Nein, das ist ein Mythos, der viele abhält. Für Alltags-Yoga reicht ein Teppich, eine Decke oder einfach der Boden. Die meisten Übungen, die du zwischendurch machst, funktionieren im Stehen, im Sitzen auf einem Stuhl oder im Liegen auf dem Sofa. Ich mache morgens meine ersten Dehnungen oft direkt auf dem Schlafzimmerboden, barfuß, ohne Matte. Schulterkreisen, Katze-Kuh im Stehen an der Wand, sitzende Vorbeuge auf der Bettkante. Dafür brauchst du null Equipment. Wenn du am Schreibtisch sitzt, kannst du Nackendehnung, sitzende Drehungen und Atemübungen in deiner normalen Kleidung machen. Jogginghose oder Jeans, völlig egal. Yoga im Alltag heißt gerade, dass du nichts vorbereiten musst. Keine Ausrüstung, kein Umziehen, keine Vorbereitung. Einfach machen. Wenn du merkst, dass du wirklich regelmäßig übst und dir eine Matte Freude machen würde, dann kauf dir eine. Aber mache sie nicht zur Voraussetzung, sonst startest du nie.

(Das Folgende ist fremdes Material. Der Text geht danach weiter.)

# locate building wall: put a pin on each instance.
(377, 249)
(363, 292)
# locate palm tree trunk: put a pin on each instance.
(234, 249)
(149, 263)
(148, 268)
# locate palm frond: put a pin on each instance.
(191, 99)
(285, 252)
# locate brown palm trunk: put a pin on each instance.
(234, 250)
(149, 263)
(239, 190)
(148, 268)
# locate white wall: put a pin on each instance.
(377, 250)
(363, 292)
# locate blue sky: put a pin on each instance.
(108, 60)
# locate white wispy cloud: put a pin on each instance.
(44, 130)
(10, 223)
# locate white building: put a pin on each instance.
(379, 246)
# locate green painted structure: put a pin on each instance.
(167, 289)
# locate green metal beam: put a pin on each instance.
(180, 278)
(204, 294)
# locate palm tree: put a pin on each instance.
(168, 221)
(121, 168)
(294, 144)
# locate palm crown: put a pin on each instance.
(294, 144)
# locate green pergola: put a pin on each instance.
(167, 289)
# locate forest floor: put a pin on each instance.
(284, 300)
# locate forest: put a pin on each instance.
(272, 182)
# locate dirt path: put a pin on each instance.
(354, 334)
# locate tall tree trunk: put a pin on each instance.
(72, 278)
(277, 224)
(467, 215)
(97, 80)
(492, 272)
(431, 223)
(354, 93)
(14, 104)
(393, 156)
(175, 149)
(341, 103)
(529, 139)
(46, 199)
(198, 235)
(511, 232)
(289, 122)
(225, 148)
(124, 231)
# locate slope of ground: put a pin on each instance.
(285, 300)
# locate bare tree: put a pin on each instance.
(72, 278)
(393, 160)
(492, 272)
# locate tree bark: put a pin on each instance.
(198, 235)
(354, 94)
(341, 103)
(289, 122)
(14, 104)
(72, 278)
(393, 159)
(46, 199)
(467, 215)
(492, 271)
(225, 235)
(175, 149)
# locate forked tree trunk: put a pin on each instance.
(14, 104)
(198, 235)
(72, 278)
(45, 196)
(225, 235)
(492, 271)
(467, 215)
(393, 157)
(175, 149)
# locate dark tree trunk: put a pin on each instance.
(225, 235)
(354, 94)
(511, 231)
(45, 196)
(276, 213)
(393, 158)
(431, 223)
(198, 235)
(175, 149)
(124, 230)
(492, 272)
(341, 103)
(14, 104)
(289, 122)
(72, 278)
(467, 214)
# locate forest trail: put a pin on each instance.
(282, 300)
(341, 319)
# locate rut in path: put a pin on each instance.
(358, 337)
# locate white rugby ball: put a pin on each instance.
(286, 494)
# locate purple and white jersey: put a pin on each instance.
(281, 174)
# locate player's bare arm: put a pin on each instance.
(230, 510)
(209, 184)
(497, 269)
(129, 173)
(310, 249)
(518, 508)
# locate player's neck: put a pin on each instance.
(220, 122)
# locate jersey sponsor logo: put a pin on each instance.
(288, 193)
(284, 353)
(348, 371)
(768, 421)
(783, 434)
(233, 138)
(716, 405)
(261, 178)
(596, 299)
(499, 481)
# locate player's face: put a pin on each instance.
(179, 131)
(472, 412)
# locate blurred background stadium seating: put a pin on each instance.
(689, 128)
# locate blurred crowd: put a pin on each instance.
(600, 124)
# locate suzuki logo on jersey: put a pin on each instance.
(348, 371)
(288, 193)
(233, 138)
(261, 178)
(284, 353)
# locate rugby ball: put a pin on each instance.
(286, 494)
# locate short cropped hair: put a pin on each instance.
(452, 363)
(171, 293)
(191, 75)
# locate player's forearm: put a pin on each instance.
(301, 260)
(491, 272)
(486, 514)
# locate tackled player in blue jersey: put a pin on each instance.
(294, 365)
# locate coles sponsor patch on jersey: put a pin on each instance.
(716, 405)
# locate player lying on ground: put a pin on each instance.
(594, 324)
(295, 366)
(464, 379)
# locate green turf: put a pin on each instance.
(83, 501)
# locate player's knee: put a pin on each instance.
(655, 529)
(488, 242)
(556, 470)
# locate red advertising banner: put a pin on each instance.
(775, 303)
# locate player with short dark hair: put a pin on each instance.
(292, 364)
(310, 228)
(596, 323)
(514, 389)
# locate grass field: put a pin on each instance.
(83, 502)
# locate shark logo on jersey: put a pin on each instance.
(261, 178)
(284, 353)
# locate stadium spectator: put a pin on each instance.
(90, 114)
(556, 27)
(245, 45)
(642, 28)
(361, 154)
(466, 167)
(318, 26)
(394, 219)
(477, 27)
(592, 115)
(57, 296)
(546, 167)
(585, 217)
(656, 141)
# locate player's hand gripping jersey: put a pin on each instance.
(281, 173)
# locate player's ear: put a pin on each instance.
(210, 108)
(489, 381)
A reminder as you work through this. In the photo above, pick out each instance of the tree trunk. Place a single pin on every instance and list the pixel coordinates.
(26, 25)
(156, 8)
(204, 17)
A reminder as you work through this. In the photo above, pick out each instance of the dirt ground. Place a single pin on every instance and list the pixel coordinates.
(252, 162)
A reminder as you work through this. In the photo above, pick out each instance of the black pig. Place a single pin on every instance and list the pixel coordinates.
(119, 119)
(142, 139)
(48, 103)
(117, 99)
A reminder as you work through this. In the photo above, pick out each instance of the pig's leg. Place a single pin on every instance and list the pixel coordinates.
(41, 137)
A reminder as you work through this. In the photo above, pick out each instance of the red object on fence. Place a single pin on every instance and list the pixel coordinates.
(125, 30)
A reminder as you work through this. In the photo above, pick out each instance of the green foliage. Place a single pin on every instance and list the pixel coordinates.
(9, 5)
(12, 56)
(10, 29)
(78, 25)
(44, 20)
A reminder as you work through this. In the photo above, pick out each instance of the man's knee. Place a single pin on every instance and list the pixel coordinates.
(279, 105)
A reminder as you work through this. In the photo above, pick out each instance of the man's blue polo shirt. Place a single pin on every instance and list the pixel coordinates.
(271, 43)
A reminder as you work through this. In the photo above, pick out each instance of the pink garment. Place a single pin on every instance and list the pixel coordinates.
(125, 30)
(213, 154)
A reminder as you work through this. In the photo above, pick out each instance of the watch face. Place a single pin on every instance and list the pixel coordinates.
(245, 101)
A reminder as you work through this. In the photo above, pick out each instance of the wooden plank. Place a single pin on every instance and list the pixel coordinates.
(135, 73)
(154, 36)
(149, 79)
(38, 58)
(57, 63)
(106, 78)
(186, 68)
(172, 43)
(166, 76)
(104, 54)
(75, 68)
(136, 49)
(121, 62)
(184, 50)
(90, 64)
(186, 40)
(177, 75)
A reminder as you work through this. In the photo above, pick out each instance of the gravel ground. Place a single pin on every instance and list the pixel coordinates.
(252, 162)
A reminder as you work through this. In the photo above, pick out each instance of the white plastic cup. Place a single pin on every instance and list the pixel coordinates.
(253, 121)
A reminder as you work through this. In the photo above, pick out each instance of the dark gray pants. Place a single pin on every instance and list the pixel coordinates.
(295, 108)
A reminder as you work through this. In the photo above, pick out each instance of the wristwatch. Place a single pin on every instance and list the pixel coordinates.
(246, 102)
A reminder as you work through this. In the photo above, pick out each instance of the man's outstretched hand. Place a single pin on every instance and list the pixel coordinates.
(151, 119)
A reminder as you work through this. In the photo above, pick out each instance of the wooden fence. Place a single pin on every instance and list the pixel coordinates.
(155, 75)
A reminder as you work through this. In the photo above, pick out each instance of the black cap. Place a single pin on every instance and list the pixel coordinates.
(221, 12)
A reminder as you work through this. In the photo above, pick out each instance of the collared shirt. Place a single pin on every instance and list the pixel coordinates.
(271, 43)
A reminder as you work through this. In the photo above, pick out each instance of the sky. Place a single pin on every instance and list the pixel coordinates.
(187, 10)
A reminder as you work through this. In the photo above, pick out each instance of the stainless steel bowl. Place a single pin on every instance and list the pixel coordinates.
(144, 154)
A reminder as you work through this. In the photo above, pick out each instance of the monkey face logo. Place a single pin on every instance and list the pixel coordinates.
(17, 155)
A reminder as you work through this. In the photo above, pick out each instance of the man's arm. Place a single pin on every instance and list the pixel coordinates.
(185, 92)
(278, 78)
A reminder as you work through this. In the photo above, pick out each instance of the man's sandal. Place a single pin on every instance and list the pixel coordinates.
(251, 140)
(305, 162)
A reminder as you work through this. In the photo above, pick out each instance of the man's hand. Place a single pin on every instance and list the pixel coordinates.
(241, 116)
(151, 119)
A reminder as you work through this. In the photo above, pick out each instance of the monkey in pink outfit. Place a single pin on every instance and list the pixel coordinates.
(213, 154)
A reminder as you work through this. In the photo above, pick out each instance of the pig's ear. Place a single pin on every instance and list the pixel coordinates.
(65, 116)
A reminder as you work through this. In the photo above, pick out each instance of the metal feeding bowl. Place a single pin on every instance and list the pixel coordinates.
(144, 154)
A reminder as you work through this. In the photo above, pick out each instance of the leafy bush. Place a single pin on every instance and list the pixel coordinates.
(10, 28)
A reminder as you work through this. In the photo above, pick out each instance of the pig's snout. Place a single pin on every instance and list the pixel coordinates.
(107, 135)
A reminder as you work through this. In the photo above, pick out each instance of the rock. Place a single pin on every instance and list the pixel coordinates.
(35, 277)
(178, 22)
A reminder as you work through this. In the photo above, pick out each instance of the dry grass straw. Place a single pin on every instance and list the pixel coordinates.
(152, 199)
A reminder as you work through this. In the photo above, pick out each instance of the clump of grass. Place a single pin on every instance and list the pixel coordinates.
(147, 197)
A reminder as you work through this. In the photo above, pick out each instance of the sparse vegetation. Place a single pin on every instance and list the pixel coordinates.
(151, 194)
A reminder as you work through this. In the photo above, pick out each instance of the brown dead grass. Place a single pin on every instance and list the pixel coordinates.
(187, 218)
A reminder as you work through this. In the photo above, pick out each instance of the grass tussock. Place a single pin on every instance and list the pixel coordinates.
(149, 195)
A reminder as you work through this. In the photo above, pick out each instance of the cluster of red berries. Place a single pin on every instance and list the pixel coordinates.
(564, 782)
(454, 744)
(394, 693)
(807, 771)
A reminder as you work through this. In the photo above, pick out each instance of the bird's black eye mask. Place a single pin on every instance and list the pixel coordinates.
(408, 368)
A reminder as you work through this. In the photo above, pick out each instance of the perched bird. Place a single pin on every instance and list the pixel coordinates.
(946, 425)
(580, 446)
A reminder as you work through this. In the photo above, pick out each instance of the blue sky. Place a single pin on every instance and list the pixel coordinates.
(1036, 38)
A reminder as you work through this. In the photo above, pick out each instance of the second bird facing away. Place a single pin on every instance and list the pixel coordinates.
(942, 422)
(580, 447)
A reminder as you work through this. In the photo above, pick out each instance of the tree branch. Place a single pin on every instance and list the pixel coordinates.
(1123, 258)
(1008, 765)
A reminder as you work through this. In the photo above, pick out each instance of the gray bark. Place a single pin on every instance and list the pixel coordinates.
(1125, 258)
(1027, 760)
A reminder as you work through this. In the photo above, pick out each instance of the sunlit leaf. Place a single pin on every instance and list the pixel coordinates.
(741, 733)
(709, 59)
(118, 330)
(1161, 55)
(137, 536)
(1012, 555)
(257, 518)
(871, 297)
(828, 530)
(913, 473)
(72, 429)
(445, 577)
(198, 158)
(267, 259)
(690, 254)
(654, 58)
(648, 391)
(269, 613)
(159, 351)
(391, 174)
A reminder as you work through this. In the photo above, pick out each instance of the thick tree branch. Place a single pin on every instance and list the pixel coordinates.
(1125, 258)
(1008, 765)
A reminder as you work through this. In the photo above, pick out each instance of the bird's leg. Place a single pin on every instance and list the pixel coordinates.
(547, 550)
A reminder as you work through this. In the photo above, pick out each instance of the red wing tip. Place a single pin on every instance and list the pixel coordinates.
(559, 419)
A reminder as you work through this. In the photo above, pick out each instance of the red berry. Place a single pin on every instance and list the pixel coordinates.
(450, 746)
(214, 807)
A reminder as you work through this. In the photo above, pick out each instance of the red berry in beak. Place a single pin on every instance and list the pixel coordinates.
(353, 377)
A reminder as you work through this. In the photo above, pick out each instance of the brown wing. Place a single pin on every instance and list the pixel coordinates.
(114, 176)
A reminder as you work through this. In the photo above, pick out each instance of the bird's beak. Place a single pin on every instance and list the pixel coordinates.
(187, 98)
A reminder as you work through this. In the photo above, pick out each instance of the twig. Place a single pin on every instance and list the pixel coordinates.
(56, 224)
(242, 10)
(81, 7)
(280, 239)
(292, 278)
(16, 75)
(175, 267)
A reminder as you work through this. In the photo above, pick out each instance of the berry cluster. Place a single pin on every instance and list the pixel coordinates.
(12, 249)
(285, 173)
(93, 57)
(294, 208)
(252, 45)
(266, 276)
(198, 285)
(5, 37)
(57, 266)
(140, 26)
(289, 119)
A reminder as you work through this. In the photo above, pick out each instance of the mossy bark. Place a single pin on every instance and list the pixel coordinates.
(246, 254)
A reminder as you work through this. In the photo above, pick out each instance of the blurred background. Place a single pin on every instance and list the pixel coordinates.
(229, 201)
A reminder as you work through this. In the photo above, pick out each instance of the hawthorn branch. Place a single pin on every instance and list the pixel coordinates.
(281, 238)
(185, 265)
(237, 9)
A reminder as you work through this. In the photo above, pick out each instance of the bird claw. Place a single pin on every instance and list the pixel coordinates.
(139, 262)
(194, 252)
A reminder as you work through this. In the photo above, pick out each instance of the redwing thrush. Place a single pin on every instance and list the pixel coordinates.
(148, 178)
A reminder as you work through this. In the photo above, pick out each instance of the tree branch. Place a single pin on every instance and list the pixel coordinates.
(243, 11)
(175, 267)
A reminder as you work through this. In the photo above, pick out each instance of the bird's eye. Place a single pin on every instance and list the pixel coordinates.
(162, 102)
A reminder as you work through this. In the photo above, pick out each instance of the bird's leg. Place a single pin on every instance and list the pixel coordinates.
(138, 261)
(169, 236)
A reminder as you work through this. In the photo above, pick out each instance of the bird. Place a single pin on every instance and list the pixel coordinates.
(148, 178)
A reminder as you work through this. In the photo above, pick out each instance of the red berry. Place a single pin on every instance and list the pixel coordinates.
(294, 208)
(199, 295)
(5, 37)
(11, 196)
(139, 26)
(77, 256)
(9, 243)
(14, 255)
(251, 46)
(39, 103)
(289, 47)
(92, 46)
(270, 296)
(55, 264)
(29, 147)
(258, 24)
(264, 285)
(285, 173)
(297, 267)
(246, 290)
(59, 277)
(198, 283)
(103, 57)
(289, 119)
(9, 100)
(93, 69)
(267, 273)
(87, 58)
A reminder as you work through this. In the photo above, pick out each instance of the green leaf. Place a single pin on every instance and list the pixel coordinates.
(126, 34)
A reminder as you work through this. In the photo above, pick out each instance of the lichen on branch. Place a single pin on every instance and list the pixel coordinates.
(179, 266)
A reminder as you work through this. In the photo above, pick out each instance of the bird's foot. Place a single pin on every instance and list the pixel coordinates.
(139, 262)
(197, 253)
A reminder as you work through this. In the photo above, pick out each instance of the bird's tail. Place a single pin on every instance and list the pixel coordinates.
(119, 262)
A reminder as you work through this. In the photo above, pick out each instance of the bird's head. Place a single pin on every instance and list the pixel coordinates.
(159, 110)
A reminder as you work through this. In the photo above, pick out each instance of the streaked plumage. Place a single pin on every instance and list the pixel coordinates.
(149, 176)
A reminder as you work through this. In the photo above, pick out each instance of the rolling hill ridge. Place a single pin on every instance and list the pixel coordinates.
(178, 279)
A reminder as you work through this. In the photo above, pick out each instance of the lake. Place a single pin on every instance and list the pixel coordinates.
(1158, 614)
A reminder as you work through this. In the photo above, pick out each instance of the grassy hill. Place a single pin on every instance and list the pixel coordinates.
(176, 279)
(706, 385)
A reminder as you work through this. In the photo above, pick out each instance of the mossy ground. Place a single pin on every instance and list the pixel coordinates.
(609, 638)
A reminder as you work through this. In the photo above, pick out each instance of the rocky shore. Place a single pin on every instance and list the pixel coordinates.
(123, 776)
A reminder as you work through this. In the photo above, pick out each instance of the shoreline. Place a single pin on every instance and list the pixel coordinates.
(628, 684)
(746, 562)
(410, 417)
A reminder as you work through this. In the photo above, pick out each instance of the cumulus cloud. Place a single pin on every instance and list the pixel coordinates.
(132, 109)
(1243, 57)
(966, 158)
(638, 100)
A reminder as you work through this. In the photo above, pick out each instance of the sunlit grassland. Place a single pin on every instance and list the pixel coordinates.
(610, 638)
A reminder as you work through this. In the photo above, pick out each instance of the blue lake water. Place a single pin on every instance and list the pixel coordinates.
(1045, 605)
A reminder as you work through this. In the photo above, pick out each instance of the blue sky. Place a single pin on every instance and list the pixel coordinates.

Wie merke ich, dass Yoga im Alltag wirklich etwas bringt, wenn ich nur so kurz und unregelmäßig übe?
Die Veränderungen sind oft subtil und kommen schleichend, deshalb übersehen viele sie. Achte auf diese Zeichen: Du greifst seltener zum Schmerzmittel bei Kopfschmerzen, weil du merkst, dass eine Nackendehnung reicht. Du schläfst schneller ein, seit du abends ein paar Minuten Beine hochlegst. Du reagierst in stressigen Momenten ruhiger, weil du automatisch tiefer atmest. Deine Schultern hängen nicht mehr dauerhaft an den Ohren. Du merkst früher, wenn sich Verspannungen aufbauen, und tust sofort etwas dagegen, statt zu warten, bis es richtig wehtut. Das sind keine dramatischen Transformationen, aber genau das ist der Punkt. Yoga im Alltag verändert nicht dein Leben von heute auf morgen, es verändert deinen Umgang mit dem Leben. Nach etwa sechs Wochen regelmäßiger Mini-Praxis beschreiben viele meiner Teilnehmenden ein Gefühl von „ich komme besser durch den Tag“. Das lässt sich schwer messen, aber du spürst es deutlich. Und das ist mehr wert als jede perfekte Asana.